Олег заикался. И все, стоявшие вкруг него, от души веселились, следя за его преувеличенными стараниями одолеть непокорный согласный звук. Наконец он сумел со взрывным облегчением выпалить слово, давшееся ему с таким трудом: «Т-т-тирания!»
И следом — совершенно нормальным, собственным своим голосом объявил:
— А теперь я покажу вам, как окосевший от шампанского Набоков пытается съесть пирожок.
К этому мгновению Илья, которого я всегда считал достойным мальчиком, уже увидел меня и попытался, лихорадочно жестикулируя, предупредить Олега о моем приближении, однако Олег не останавливался. Тогда Илья, отчаянно округлив глаза, сообщил:
— Сергей идет.
Олег повернулся ко мне.
Любовь, печаль, мольба о прощении, стыд, презрение — так силился я понять, что же читается мною в этих вероломных, усеянных золотыми блестками глазах.
5
— «Я неистово люблю душу Олега, — презрительным тоном прочитал вслух отец. — Как я люблю ее гармонические пропорции, радость, которую она получает от жизни. В висках моих стучит кровь, я таю, точно школьница, и он знает это, я стал отвратительным ему, и омерзения своего он не скрывает. О, это так же бессмысленно, как влюбленность в луну».
Отец отложил дневник.
— Согласись, что это на редкость глупо, — сказал он.

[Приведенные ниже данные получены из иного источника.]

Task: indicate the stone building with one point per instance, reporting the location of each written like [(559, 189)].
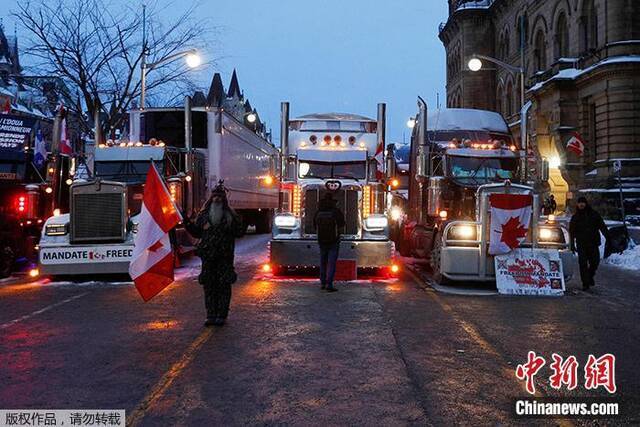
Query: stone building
[(582, 74)]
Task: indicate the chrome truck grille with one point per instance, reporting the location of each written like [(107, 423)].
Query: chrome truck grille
[(347, 202), (98, 212)]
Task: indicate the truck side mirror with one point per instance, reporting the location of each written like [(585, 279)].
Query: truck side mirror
[(391, 165), (544, 171), (422, 166)]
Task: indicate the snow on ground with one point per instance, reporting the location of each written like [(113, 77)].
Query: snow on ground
[(629, 259)]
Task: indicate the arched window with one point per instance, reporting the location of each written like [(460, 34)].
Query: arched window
[(508, 111), (523, 27), (562, 37), (540, 52), (589, 26)]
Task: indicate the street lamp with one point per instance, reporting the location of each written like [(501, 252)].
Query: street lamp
[(192, 59), (475, 64)]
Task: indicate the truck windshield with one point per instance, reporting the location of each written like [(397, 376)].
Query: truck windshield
[(332, 126), (482, 169), (126, 171), (354, 170), (445, 136)]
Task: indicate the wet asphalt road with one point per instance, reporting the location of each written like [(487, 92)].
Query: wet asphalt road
[(376, 352)]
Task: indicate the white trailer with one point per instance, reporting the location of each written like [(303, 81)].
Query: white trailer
[(97, 235)]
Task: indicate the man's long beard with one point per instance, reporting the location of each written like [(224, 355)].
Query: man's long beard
[(216, 213)]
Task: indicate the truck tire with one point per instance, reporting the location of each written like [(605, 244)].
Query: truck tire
[(263, 222), (435, 261)]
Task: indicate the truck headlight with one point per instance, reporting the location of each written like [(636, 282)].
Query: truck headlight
[(463, 232), (376, 222), (55, 229), (551, 235), (285, 221)]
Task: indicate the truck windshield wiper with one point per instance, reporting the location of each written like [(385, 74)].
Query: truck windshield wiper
[(346, 176)]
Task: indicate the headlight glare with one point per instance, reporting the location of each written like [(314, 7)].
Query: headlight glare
[(285, 221), (55, 230), (463, 232), (376, 222), (396, 213), (551, 235)]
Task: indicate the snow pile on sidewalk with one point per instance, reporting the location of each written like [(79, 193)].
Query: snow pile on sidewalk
[(629, 259)]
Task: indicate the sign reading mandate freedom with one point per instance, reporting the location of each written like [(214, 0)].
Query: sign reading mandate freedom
[(14, 131), (530, 272)]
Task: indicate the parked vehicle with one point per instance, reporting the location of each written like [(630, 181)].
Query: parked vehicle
[(97, 235), (332, 153), (28, 194), (458, 158)]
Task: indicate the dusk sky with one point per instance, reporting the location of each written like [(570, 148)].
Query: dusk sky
[(330, 55)]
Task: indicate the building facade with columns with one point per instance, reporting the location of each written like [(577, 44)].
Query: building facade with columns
[(581, 61)]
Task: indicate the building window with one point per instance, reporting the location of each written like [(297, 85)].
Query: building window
[(508, 111), (589, 26), (562, 37), (540, 52), (591, 149), (523, 27)]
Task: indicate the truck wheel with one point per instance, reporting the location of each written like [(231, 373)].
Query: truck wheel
[(435, 261), (263, 222), (403, 247), (6, 264)]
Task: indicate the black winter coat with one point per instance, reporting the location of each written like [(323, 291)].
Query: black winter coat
[(585, 228)]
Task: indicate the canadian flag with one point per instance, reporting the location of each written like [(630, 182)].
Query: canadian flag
[(65, 144), (510, 219), (576, 144), (152, 263), (380, 160)]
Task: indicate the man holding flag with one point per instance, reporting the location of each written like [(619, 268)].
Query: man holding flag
[(152, 262), (217, 225)]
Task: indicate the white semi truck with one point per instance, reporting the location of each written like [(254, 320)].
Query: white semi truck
[(332, 153), (96, 236)]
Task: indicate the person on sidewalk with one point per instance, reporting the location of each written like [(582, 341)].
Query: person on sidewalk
[(217, 225), (584, 230), (328, 222)]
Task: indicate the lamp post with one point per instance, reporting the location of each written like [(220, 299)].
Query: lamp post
[(475, 64), (192, 59)]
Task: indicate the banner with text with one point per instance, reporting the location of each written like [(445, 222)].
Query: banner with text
[(15, 132), (530, 272)]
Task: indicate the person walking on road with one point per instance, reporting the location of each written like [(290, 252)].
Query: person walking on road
[(328, 222), (552, 205), (217, 225), (584, 229)]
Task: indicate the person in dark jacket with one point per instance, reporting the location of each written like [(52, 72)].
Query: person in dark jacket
[(552, 205), (217, 225), (328, 222), (584, 229)]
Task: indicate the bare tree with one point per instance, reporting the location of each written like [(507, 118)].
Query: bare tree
[(97, 47)]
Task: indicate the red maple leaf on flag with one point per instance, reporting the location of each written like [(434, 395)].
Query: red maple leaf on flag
[(512, 230)]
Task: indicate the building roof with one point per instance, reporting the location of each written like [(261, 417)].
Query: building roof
[(216, 92), (234, 87)]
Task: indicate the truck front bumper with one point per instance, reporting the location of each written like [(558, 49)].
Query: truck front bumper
[(463, 264), (81, 260), (306, 253)]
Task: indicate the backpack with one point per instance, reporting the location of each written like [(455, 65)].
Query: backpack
[(327, 227)]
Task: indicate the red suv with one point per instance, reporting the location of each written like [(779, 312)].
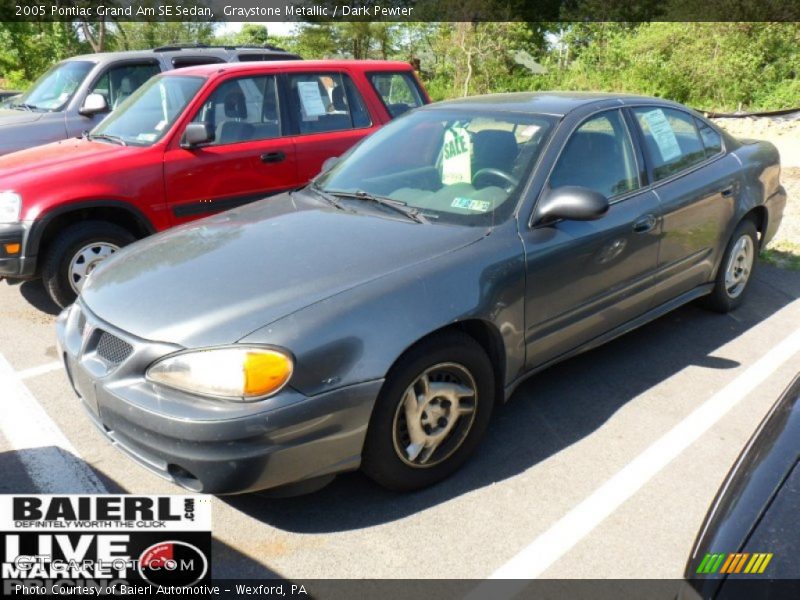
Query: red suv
[(186, 144)]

Тайный дневник мой нашел — совершенно случайно — брат. Прочитав мои пылкие слова, он показал дневник нашему домашнему учителю, а тот немедля передал его отцу.

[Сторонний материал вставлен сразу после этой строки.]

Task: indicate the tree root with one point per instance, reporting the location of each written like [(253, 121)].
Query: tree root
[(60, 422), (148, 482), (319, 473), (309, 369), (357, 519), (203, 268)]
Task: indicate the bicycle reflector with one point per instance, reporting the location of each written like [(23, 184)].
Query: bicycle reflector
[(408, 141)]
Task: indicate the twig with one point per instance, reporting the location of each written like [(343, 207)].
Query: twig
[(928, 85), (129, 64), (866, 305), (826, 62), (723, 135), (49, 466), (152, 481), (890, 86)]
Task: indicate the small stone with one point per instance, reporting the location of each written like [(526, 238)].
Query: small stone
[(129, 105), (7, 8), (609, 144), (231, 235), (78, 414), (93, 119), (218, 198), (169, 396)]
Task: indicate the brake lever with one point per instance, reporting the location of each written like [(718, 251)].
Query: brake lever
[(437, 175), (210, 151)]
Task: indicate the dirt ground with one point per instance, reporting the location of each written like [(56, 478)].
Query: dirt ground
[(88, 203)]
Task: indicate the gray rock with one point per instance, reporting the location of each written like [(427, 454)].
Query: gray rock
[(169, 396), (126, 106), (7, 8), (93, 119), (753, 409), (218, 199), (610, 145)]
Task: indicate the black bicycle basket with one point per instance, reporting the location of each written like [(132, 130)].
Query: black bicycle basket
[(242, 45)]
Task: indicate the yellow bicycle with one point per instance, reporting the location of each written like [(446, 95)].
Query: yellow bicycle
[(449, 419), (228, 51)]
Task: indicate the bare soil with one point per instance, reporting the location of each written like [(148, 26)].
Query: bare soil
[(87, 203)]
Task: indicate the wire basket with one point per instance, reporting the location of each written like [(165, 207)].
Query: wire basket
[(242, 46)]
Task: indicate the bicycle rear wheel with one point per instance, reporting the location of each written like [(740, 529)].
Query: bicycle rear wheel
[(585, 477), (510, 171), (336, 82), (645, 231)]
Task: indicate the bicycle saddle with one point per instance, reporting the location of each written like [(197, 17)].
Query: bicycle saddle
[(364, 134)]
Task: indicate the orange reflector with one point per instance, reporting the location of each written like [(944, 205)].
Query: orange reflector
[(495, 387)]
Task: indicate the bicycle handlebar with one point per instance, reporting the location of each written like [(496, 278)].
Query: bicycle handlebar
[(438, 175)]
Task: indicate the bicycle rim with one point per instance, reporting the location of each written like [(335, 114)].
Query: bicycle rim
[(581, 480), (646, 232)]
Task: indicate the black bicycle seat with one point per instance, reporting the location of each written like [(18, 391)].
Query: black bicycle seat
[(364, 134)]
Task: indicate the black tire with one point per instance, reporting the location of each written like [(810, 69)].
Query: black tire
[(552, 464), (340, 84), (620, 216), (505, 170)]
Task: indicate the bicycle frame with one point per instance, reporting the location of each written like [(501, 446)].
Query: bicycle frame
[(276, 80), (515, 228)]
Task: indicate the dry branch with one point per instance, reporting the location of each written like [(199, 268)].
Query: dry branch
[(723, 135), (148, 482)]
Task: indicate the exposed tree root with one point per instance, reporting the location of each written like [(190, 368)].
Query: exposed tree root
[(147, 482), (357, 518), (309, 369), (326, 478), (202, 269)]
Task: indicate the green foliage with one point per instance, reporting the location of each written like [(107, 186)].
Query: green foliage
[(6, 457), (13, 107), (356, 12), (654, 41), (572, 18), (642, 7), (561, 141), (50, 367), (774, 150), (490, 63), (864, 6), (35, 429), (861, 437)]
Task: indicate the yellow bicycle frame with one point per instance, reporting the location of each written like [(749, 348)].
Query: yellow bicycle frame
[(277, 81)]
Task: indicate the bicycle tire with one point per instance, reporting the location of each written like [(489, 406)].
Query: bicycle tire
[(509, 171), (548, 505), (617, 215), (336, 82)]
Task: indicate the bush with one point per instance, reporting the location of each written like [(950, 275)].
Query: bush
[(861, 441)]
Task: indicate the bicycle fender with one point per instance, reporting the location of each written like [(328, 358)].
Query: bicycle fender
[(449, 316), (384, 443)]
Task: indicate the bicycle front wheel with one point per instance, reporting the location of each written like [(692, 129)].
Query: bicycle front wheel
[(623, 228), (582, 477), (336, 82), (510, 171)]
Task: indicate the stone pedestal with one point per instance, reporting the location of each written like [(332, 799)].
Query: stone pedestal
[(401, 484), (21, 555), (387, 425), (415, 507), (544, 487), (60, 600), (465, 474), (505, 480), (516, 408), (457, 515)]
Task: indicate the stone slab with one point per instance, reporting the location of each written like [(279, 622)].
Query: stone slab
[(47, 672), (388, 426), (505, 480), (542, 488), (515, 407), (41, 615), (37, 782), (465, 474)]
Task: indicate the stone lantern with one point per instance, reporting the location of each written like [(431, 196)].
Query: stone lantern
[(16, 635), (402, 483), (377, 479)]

— Я не сказал бы, что написано так уж хорошо, — согласился я.
— Речь не о слоге, Сережа. Чувства, выраженные здесь, настолько прискорбны, что этого никакими прекрасными словами не искупишь. Итак, ты вбил себе в голову, что любишь этого Олега?
— Я пишу роман в духе Белого. Это всего лишь наброски к нему.
Отец ударил кулаком по раскрытому дневнику, лежавшему перед ним на столе:
— Не принимай меня за дурака, Сережа.
— Я мог бы придумать ложь много более убедительную.
Отец сверлил меня презрительным взглядом.
— Ну хорошо. Слова эти предназначались лишь для меня одного. Но даже если бы я не написал их, чувства мои остались бы прежними.
Презрение, горевшее в глазах отца, начало гаснуть.
— Мне давно уже известно, — с печалью произнес он, — что в роду твоей матери и в моем присутствовала склонность к этому пороку. Я надеялся, что моих детей она не коснется, но, как видно, коснулась.
— Я не понимаю, о каком пороке ты говоришь, — неуступчиво ответил я. То, что самые излюбленные мои чувства могут считаться порочными, мне никогда и в голову не приходило.
Отец откашлялся, помолчал и страдальческим тоном произнес:
— Я говорю о твоем дяде Руке.
— Но в дяде Руке нет ничего дурного, — возразил я.
— Сережа. Твой дядя Рука, может быть, и очарователен, — сказать по правде, он полон своеобразного обаяния, — боюсь, однако, что аи fond[15] он человек одинокий и глубоко несчастный. Его нелепый переход в католичество — это, увы, не более чем последняя из попыток искупить те греховные наслаждения, к которым временами толкает его плоть. Я никому не пожелал бы жизни такой же мучительной, как жизнь твоего дяди. Или, уж если на то пошло, моего брата Константина. Наблюдения за людьми, обреченными на подобную жизнь, довольно, пожалуй, для того, чтобы усомниться в существовании благого божества. И, позволив этой склонности беспрепятственно развиваться в моем сыне, я проявил бы такую же преступную халатность в исполнении долга любви к нему, как если бы закрыл глаза, обнаружив у него страшные симптомы тифа или туберкулеза.